2. The minimum age for participants is 16. Children aged 15 and under may be welcome on some rides but this is entirely at the discretion of Bikefit Surrey. If riders aged 15 and under do attend they must be accompanied by a parent or legal guardian aged 18 or over and are entirely the responsibility of that adult. If a child aged 15 or under does attend with another adult (aged 18 or over) that is not their parent/guardian the person making the registration must have the prior consent of their legal parent/guardian.

3. To comply with British Cycling's rules and regulations, helmets are compulsory for U18s and recommended but not compulsory for adults over 18.

4. While Bikefit Surrey will do all in their reasonable control to make the ride as safe as possible, all riders take part at their own risk.

5. All riders must ensure that their bicycles are in a roadworthy condition, must observe the rules of the Highway Code and follow the instructions of any officials, marshals and the Police.

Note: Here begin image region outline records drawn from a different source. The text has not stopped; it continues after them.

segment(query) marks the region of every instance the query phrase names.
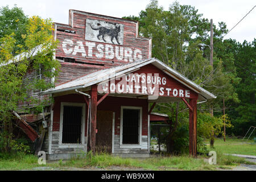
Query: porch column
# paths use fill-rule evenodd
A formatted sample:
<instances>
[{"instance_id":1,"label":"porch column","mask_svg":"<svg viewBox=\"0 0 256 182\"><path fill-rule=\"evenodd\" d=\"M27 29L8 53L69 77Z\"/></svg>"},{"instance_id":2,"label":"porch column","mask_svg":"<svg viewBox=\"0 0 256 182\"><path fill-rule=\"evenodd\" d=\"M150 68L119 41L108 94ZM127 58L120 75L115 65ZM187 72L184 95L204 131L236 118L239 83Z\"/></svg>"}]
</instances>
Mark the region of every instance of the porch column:
<instances>
[{"instance_id":1,"label":"porch column","mask_svg":"<svg viewBox=\"0 0 256 182\"><path fill-rule=\"evenodd\" d=\"M189 155L193 157L197 154L197 99L189 100Z\"/></svg>"},{"instance_id":2,"label":"porch column","mask_svg":"<svg viewBox=\"0 0 256 182\"><path fill-rule=\"evenodd\" d=\"M91 127L90 127L90 143L91 150L94 153L96 144L96 120L97 120L97 85L92 85L90 91L91 96Z\"/></svg>"}]
</instances>

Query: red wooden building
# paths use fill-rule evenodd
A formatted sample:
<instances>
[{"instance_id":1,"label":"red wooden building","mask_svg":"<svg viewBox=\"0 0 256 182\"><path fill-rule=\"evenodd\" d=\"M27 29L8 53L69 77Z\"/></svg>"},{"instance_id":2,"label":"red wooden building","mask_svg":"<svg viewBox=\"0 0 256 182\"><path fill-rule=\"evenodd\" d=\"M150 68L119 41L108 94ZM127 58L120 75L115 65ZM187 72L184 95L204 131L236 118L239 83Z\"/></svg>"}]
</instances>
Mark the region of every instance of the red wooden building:
<instances>
[{"instance_id":1,"label":"red wooden building","mask_svg":"<svg viewBox=\"0 0 256 182\"><path fill-rule=\"evenodd\" d=\"M151 39L138 36L137 22L71 10L69 22L54 23L61 72L41 93L55 100L43 144L48 158L88 150L149 156L154 106L179 101L189 108L196 155L197 101L216 96L151 58Z\"/></svg>"}]
</instances>

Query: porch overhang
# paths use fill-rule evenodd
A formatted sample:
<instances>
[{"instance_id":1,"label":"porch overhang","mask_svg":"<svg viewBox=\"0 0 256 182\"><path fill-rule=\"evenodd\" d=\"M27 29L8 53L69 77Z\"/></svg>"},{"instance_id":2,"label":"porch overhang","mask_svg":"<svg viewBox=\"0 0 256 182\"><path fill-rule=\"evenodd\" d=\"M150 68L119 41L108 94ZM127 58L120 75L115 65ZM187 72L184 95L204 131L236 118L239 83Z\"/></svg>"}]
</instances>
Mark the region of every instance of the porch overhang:
<instances>
[{"instance_id":1,"label":"porch overhang","mask_svg":"<svg viewBox=\"0 0 256 182\"><path fill-rule=\"evenodd\" d=\"M100 70L73 80L61 84L53 88L49 89L42 92L42 95L53 94L65 94L76 93L76 89L80 91L89 91L90 88L93 85L98 85L101 83L119 77L123 75L129 74L139 70L140 68L146 65L151 64L155 67L162 71L164 73L180 82L181 85L188 88L198 94L197 100L199 101L205 101L208 99L216 98L217 97L199 85L193 82L187 78L179 73L171 69L160 60L155 59L146 59L142 61L135 61L130 64L122 65L112 68ZM134 93L111 93L110 96L115 97L128 97L138 98L147 98L149 102L178 102L180 98L172 97L158 96L154 99L150 99L148 95Z\"/></svg>"}]
</instances>

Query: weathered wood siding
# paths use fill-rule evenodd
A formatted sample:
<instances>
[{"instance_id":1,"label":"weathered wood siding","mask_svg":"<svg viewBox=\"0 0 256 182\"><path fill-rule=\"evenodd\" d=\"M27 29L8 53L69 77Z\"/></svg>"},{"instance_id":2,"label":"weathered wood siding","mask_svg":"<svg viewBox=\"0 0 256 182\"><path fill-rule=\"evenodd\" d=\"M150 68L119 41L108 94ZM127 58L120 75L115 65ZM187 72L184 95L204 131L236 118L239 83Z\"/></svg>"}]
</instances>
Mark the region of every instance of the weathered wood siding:
<instances>
[{"instance_id":1,"label":"weathered wood siding","mask_svg":"<svg viewBox=\"0 0 256 182\"><path fill-rule=\"evenodd\" d=\"M56 78L56 85L96 70L110 68L121 64L129 63L130 59L129 57L125 59L125 57L126 49L132 50L133 53L134 55L136 55L136 51L135 51L136 49L139 50L141 51L141 57L140 57L141 59L148 59L151 57L151 39L138 36L138 22L76 10L69 11L69 24L68 25L54 23L55 30L53 32L54 38L59 41L59 45L56 50L56 57L74 59L76 62L67 63L60 61L61 65L61 73ZM88 19L88 22L96 20L98 22L106 22L105 24L112 26L121 25L122 27L122 35L120 35L121 32L119 35L123 36L122 45L117 43L114 44L109 42L107 43L102 42L101 36L100 37L101 40L98 39L97 38L94 39L94 41L92 41L92 39L90 39L90 40L86 40L86 30L88 31L97 31L91 29L90 27L89 29L88 27L86 28L86 26L88 26L89 24L86 24L87 19ZM87 32L88 34L88 32ZM114 40L114 41L115 40ZM72 44L70 44L71 42ZM94 44L95 46L90 47L88 46L90 44ZM99 44L102 46L100 51L104 52L104 55L100 58L96 56L96 54L99 53L99 49L97 48ZM64 48L68 51L70 49L71 51L67 51L68 52L67 53L67 51L65 52L64 51ZM106 50L107 48L109 48L110 49L113 48L114 52L117 48L119 50L119 54L115 53L113 58L108 56L107 52L109 50ZM84 49L84 53L80 52L81 49ZM121 55L121 49L123 50L123 57L122 60L118 60L116 57L116 54L118 55L117 56ZM86 56L85 56L85 55ZM134 61L135 61L134 56L136 57L136 55L134 55L132 56L132 59Z\"/></svg>"},{"instance_id":2,"label":"weathered wood siding","mask_svg":"<svg viewBox=\"0 0 256 182\"><path fill-rule=\"evenodd\" d=\"M142 136L139 146L134 148L121 148L120 135L115 135L114 154L147 154L147 136Z\"/></svg>"}]
</instances>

6. None of the organisers, managers or any sponsors or promoters of Bikefit Surrey accept liability for any loss or damaged caused where:

(a) there is breach of a contractual obligation or legal duty of care owed to you;

(b) such loss or damage is not reasonably foreseeable at the time of breach

(c) an injury is sustained or property damaged in the course of the ride or as a result of taking part in the ride;


(d) any changes are made to the route or conduct of the ride for safety or operational reasons or as otherwise required for the safe and proper carrying out of the event; except for death or personal injury caused by their negligence, fraud or fraudulent misrepresentation, or any other matter for which it would be illegal or unlawful for them to exclude or attempt to exclude their liability.

7. The organisers, managers or any sponsors or promoters of the ride may take photographs or videos of the ride and riders for promotional and publicity purposes. By registering to participate in the ride either on your own behalf or upon behalf of any other rider including those under the age of 16 years, you agree that photographic or video images of you, containing you, or of those under the age of 16 years upon whose behalf you have registered, may be used by the organisers, managers or any sponsors or promoters of the ride for publicity purposes.

8. The organisers may cancel any rides or other organised events and activities at their discretion. They will endeavour to give as much notice as possible of any cancellations. The organisers accept no liability for any costs incurred as a result of the cancellation.

Use of Information

9. Bikefit Surrey will use the information you give us for administration and research purposes in the delivery of future Cycling events or activities. This may include contacting you by email or SMS with reminders or information about the rides, information on other cycling events, and cycling tips and newsletters to help you continue to have fun on your bike.

10. These terms and conditions shall be governed by English Law. I have read and agree to the terms and conditions.